Dont know if they have "good ice" But would be interested in going up also if they do.


----------



## revpilot (Feb 10, 2009)

Leaving next Wednesday . I'll report back on Sunday.


----------



## BIGEYURK25 (Apr 4, 2013)

Heard 8-10" of ice in cooks bay


----------



## Full_Choke (Apr 13, 2004)

BIGEYURK25 said:


> Heard 8-10" of ice in cooks bay


I haven't checked reports for Jackson Pointe but Port Bolster looks good.
Good luck Revpilot


----------



## bigfish713 (Dec 20, 2005)

Heading there next week 
Revpilot please post a report or pm me


----------



## kisherfisher (Jul 16, 2012)

From another site , there have been good catches in deeper water off Port Bolster.Good ice with some snow on top.


----------



## kisherfisher (Jul 16, 2012)

revpilot said:


> Leaving next Wednesday . I'll report back on Sunday.


Good luck Rev ! I didn't make plans for over there thinking Erie was a go this year .LOL


----------



## Scum_Frog (Apr 3, 2009)

seen some pics on revpilots page. Seems to be doing pretty well up there!!!


----------



## Sdfish (Jan 8, 2015)

I'd like to plan a trip up there with my son next year. Does anyone have info for somewhere to stay that's on the water to wake up and walk out and fish. Or even a semi- guided trip?
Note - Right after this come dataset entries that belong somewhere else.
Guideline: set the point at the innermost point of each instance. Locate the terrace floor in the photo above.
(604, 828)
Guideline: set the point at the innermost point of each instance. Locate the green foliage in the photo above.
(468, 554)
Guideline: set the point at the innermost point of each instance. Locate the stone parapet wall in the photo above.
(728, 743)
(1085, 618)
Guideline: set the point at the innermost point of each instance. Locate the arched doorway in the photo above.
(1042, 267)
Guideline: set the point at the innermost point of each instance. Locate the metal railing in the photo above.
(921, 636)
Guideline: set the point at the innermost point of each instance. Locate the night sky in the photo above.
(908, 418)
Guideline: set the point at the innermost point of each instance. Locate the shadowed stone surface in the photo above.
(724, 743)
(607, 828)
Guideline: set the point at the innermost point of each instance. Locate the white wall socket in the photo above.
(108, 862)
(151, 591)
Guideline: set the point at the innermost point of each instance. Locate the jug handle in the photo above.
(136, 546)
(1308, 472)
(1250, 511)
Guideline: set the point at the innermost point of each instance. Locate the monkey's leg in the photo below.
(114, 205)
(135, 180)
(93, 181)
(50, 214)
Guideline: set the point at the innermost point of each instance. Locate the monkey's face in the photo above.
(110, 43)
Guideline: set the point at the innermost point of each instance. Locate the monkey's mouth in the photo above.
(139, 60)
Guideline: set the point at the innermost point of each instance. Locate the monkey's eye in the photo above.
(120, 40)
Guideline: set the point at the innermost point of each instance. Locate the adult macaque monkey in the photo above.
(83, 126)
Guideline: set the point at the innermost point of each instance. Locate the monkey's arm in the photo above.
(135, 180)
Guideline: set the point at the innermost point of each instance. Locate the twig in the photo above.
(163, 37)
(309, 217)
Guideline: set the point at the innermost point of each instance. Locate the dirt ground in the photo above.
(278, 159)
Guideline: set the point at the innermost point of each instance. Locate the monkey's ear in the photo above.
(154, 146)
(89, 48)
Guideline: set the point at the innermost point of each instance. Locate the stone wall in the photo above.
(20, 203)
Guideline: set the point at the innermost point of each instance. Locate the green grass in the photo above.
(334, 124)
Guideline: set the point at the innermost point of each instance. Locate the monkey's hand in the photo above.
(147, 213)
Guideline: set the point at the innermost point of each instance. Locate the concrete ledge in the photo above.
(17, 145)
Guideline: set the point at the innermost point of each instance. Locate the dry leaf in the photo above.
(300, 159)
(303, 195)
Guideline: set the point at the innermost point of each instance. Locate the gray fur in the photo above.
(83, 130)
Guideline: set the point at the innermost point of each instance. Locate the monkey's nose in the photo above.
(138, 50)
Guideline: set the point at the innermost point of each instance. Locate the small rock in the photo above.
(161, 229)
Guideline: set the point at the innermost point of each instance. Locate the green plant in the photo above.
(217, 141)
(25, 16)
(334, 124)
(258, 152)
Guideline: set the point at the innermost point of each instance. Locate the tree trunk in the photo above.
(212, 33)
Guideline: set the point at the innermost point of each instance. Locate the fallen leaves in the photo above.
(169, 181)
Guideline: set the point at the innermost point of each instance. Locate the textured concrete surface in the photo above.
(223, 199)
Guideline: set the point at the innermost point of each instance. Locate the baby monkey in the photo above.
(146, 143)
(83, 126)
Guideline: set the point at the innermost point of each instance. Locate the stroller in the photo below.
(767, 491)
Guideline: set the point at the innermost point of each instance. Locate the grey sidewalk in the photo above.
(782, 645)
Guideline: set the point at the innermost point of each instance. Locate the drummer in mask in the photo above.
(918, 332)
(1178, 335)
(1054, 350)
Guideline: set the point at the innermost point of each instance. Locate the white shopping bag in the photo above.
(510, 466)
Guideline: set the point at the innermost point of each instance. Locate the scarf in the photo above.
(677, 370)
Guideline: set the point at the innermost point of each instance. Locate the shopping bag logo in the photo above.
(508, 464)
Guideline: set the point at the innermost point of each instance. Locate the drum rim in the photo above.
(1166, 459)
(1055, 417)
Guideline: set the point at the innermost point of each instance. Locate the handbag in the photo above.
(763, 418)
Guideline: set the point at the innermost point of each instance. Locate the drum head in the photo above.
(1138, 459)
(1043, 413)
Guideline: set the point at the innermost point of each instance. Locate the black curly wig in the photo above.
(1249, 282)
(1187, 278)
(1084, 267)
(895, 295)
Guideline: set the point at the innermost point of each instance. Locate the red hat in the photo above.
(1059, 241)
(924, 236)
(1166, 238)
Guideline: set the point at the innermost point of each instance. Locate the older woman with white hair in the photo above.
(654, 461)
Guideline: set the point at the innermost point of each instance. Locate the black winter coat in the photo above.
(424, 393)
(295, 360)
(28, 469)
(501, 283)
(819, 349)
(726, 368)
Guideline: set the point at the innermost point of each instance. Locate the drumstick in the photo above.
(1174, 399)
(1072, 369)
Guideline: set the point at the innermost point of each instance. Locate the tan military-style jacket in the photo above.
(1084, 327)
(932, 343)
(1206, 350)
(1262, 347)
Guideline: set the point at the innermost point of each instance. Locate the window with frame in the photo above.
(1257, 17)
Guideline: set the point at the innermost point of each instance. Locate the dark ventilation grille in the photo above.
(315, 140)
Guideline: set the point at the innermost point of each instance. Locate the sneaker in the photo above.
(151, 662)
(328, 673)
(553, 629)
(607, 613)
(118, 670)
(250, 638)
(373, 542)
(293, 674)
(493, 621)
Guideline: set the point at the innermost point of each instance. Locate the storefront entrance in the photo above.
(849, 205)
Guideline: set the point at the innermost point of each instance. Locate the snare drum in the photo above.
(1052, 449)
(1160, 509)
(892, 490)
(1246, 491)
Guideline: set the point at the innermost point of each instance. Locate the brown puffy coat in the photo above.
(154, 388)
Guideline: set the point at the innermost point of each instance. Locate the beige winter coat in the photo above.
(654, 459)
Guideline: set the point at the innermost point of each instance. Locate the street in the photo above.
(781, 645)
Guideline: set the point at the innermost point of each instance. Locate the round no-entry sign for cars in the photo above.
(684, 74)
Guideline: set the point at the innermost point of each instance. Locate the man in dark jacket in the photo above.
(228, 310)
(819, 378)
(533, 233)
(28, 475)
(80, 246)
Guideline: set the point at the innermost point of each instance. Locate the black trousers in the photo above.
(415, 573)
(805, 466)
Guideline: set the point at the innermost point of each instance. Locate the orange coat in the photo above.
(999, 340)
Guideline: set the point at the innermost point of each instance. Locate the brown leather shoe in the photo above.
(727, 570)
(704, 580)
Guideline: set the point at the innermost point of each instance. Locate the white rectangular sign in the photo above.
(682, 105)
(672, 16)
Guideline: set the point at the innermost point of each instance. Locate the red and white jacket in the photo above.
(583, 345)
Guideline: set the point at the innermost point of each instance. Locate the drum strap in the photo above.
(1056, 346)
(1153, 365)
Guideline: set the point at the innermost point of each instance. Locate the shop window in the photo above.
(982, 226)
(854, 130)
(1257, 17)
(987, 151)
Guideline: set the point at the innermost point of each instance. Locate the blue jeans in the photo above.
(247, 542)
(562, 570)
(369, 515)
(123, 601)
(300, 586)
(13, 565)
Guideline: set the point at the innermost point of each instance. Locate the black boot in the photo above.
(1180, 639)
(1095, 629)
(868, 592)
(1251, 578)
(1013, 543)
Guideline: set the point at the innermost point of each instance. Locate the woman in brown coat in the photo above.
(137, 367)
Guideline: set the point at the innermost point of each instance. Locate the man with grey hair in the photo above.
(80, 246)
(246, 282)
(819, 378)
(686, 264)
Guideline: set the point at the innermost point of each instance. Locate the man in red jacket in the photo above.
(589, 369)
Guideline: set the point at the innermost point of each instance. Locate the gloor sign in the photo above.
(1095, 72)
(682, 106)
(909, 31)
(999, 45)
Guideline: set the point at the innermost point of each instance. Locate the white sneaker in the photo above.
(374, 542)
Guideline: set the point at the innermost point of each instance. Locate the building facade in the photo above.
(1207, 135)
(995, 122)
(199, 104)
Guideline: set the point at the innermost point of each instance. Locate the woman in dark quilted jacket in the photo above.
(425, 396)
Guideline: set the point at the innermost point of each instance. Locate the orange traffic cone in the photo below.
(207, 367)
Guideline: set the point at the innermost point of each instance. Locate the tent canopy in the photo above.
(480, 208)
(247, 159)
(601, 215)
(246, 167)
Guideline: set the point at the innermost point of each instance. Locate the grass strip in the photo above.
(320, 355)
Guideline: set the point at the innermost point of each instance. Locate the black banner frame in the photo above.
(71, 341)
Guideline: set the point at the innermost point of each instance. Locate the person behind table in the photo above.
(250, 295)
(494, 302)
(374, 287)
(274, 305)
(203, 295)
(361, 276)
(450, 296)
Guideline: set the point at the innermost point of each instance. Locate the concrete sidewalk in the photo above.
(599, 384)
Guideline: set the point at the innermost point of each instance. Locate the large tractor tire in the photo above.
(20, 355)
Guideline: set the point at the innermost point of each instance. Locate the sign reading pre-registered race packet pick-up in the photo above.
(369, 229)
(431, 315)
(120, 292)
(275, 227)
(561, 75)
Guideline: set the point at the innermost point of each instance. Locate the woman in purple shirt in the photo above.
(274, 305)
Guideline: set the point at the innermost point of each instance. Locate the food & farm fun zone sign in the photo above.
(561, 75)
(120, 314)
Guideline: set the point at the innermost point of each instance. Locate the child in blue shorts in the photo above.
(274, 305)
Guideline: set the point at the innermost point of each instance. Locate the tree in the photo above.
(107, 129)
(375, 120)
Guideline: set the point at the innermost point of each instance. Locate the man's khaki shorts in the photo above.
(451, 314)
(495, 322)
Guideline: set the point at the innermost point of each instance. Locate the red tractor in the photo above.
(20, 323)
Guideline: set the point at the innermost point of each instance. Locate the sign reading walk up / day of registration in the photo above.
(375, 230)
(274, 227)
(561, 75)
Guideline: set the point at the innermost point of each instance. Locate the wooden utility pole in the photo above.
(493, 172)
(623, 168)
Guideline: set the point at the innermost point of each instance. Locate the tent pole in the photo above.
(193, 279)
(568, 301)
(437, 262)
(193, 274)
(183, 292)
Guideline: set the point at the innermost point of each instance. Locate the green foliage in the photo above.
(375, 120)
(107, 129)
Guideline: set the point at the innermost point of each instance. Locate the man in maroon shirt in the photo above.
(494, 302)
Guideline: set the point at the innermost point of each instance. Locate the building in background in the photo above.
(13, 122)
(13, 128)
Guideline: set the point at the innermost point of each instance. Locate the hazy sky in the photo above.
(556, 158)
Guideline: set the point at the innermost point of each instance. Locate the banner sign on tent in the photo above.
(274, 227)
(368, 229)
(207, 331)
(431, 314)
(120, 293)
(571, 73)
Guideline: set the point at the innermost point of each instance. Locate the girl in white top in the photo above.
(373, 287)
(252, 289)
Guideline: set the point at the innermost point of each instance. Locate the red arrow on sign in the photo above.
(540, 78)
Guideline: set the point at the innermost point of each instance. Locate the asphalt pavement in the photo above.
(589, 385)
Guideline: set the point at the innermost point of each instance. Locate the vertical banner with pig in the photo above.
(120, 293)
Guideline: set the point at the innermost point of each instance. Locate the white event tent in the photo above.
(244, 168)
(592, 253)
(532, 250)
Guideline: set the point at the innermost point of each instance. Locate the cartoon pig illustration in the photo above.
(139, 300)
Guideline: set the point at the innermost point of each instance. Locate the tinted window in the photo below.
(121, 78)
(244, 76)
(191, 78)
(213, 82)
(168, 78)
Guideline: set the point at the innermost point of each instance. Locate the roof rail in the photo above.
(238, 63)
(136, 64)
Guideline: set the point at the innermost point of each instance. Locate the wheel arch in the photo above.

Any info would be appreciated.


----------



## BibbsTaxidermy (Aug 31, 2009)

revpilot said:


> Leaving next Wednesday . I'll report back on Sunday.


REV any info from your trip!? Thinking about going this upcoming weekend!


----------



## Full_Choke (Apr 13, 2004)

Sdfish said:


> I'd like to plan a trip up there with my son next year. Does anyone have info for somewhere to stay that's on the water to wake up and walk out and fish. Or even a semi- guided trip? Any info would be appreciated.


Lots of info on another site, I'll send you a PM


----------